On the Strong Correlation Between Model Invariance and Generalization

Authors: Weijian Deng, Stephen Gould, Liang Zheng

NeurIPS 2022 | Conference PDF | Archive PDF | Plain Text | LLM Run Details

Reproducibility Variable Result LLM Response
Research Type Experimental Second, using invariance scores computed by EI, we perform large-scale quantitative correlation studies between generalization and invariance, focusing on rotation and grayscale transformations.
Researcher Affiliation Academia Weijian Deng Stephen Gould Liang Zheng Australian National University {firstname.lastname}@anu.edu.au
Pseudocode No The paper defines EI with a formula (Eq. 1) and describes its computation in prose in Section 3, but does not present it as a structured pseudocode or algorithm block.
Open Source Code No The paper mentions using models provided by TIMM [78] and publicly released datasets, but does not state that the code for their proposed Effective Invariance (EI) measure or their correlation study methodology is open-source or provided with a link.
Open Datasets Yes We use both in-distribution (ID) and out-of-distribution (OOD) datasets for the correlation study.
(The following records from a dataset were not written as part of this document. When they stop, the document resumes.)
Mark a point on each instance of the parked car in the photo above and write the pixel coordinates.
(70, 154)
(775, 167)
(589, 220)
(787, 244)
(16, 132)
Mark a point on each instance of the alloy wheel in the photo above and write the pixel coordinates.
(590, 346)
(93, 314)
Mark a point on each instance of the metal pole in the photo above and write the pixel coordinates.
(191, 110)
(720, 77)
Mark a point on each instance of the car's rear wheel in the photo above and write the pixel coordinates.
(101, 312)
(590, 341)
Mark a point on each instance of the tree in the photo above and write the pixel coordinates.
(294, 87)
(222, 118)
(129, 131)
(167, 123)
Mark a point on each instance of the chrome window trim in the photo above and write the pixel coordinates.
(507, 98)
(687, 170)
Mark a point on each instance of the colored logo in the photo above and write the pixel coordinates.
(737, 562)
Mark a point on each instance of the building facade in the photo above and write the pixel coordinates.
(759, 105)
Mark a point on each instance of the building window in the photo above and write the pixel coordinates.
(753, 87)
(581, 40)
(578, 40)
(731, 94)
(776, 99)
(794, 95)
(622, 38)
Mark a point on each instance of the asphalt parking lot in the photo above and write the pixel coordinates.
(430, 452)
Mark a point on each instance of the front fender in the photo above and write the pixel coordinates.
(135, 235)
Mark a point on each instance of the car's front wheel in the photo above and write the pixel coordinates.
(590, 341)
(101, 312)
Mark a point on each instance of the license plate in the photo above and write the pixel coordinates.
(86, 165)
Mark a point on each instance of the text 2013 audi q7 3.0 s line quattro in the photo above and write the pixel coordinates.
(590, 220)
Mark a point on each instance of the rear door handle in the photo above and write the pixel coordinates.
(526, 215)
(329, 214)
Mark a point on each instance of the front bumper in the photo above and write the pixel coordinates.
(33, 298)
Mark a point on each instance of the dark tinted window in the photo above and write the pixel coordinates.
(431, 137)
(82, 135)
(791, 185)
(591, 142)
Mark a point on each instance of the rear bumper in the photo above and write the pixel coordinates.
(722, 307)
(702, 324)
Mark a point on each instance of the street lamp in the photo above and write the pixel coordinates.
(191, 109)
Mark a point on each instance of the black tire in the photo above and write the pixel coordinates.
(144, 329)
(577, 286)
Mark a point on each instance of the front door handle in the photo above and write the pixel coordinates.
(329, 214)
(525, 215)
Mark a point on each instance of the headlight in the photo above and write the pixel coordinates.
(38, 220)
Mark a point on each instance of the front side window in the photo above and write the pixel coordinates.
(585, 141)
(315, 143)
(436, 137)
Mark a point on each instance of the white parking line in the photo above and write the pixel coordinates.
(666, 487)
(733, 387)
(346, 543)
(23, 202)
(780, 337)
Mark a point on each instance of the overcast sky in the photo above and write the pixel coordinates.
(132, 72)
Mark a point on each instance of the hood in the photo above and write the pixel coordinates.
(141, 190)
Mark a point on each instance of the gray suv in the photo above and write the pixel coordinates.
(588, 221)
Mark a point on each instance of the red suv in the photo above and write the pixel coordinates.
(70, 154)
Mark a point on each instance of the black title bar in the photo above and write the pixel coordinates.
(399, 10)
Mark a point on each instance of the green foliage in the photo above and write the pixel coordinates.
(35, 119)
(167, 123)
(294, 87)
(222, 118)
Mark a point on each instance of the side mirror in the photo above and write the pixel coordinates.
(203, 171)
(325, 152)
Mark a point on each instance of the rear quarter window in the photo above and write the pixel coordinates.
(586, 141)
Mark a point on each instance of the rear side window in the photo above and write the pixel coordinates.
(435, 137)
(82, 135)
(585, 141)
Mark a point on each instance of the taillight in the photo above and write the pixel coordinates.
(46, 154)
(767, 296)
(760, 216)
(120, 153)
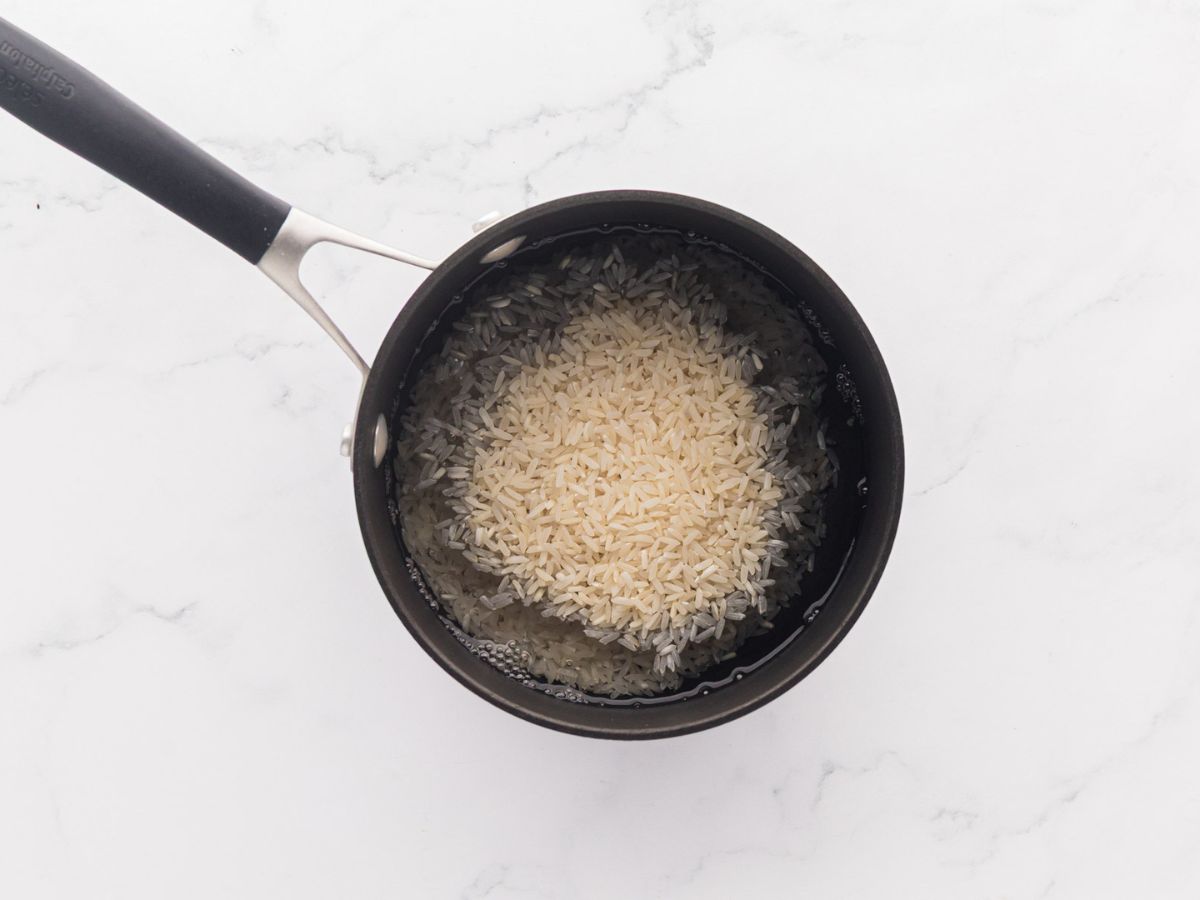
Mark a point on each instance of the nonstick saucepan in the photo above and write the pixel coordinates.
(72, 107)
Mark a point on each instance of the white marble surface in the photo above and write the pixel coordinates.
(202, 690)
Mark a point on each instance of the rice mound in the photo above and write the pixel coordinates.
(625, 478)
(603, 481)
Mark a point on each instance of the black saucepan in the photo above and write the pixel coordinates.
(72, 107)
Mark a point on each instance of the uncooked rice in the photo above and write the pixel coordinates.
(607, 477)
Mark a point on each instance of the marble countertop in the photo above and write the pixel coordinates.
(203, 693)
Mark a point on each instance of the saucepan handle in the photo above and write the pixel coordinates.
(72, 107)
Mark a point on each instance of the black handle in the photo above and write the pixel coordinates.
(72, 107)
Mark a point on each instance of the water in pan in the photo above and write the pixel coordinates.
(786, 347)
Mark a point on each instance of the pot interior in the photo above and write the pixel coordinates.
(862, 427)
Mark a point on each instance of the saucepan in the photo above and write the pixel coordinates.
(72, 107)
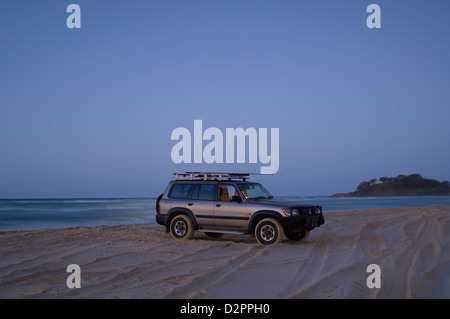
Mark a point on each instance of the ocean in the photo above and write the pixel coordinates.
(32, 214)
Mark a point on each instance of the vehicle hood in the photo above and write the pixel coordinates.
(272, 202)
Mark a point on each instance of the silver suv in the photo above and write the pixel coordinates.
(217, 203)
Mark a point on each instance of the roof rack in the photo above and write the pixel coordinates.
(211, 176)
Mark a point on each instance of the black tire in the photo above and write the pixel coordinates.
(269, 231)
(297, 234)
(213, 235)
(181, 227)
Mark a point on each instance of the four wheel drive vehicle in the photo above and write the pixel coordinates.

Specifically, the Image Net validation set (Image Net-Val) is used as ID test set. For OOD test sets, we use seven datasets... Image Net-V2 [23], Image Net-Adv(ersarial) [85], Image Net-S(ketch) [86], Image Net-Blur [87], Image Net-R(endition) [4]... We use the ID CIFAR-10 test set and two OOD test sets. 1) CIFAR-10.1 [94]... 2) CINIC-10 test set [96]
Dataset Splits Yes Specifically, the Image Net validation set (Image Net-Val) is used as ID test set.
Hardware Specification No We illustrate the computational resources in Supplementary material.
Software Dependencies No The paper mentions using models provided by TIMM [78] but does not specify version numbers for TIMM or other software dependencies.
Experiment Setup No The paper describes the setup for evaluating EI and the models/datasets used, but does not provide specific experimental setup details such as hyperparameters (e.g., learning rate, batch size, epochs) or specific training configurations beyond the choice of pre-trained models.